One issue that comes up with regard to Passover and food, according to Roger Horowitz, involves oils that may be used during the holiday. For instance, corn oil cannot be used, so rabbis must figure out how to control the oil while it is being shipped in trucks across long distances in order to make sure the oil is not contaminated. All tankers need to be washed and sealed by rabbis before they can be reloaded, and any holding tanks must also be monitored by rabbis. Then, inside the factories, sophisticated control systems are also in place.

“You have to embed kosher requirements into the very food system, and what’s remarkable is how successful Orthodox Jews have been in embedding those requirements in our industrial food system,” Horowitz said.

Elefant cited another example of a product the OU has certified for Passover – canned tuna.

“Over the years, we have made [specialized Passover] runs of tuna for Chicken of the Sea, Bumblebee, etc.,” he said. “The tuna itself as a fish is inherently kosher for Passover. But all the other ingredients to make the tuna, [like] the vegetable broth that they sometimes put into the tuna…are not necessarily kosher for Passover.”

In yet another illustration, coffee doesn’t always require an OUP label to be considered kosher for Passover. Decaffeinated coffee, however, can only be consumed on Passover if the decaffeination process does not involve an alcohol made out of grains or corn. Brands the OU deems appropriate for Passover include Nescafe’s Taster’s Choice and Folgers.

“We had to review the entire decaffeination process to make sure there’s no issue,” Elefant said, noting that in these cases, the products were deemed appropriate for the Jewish holiday as they are. Yet in the case of Bosco chocolate syrup, which has also been labeled OUP, a separate version of the syrup needed to be made for Passover.

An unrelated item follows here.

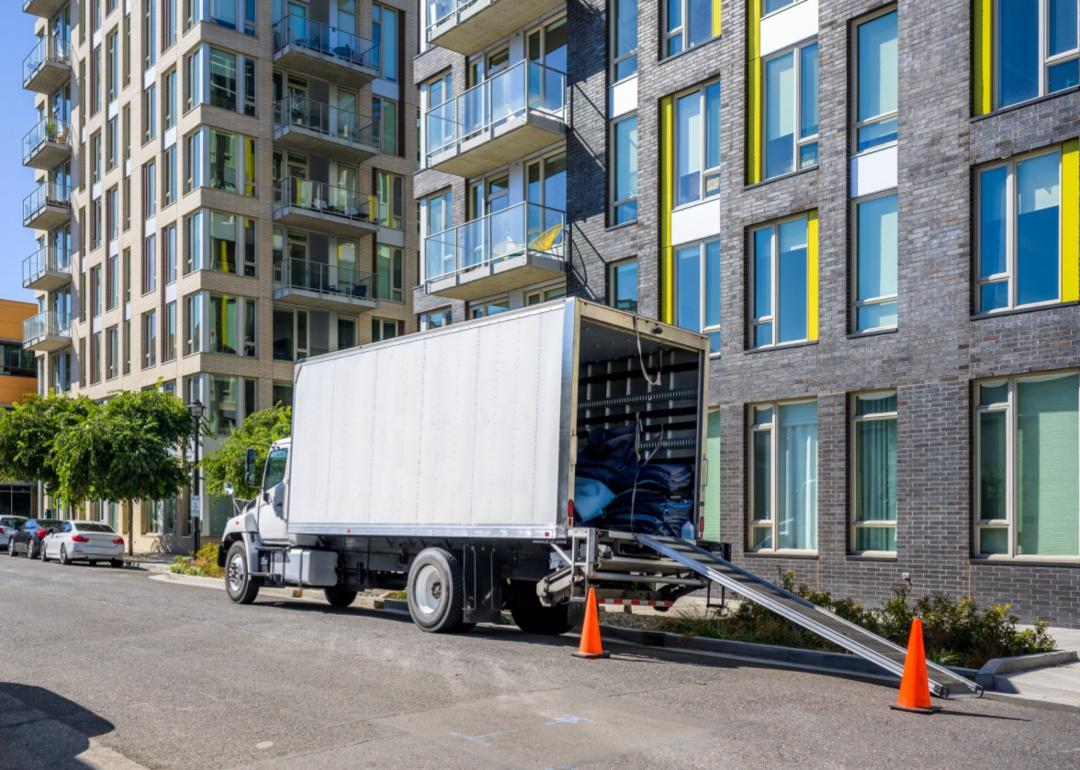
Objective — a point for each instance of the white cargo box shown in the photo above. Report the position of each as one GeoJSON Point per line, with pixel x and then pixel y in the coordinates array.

Statistics compiled by Lubicom Marketing Consulting for last year’s annual Kosherfest trade event indicated that there were 600 new products for Passover, and that 40 percent of annual kosher food sales came during the roughly month-long period including and surrounding Passover.

Passover is the “most widely observed holiday on the Jewish calendar,” said Lubicom president Menachem Lubinsky, with an estimated 70 percent of all U.S. Jews attending at least one Passover Seder.

Lubinsky added that making special Passover runs of products does not stop at food.

Aluminum foil companies producing kosher-for-Passover foil “have to use cleaning agents that are [suitable] for Passover. They do a special run and they have an OUP on them. The amount of those products that is consumed for Passover is enormous…[and] it’s good business [for the company to produce them].”

On the marketing side of the issue, Lubinsky sees a growth in the advertising of kosher-for-Passover products.

“You see a lot of supermarket ads that highlight Passover specials. There are also a lot online apps with Passover products. I see technology being used in a big way,” he said.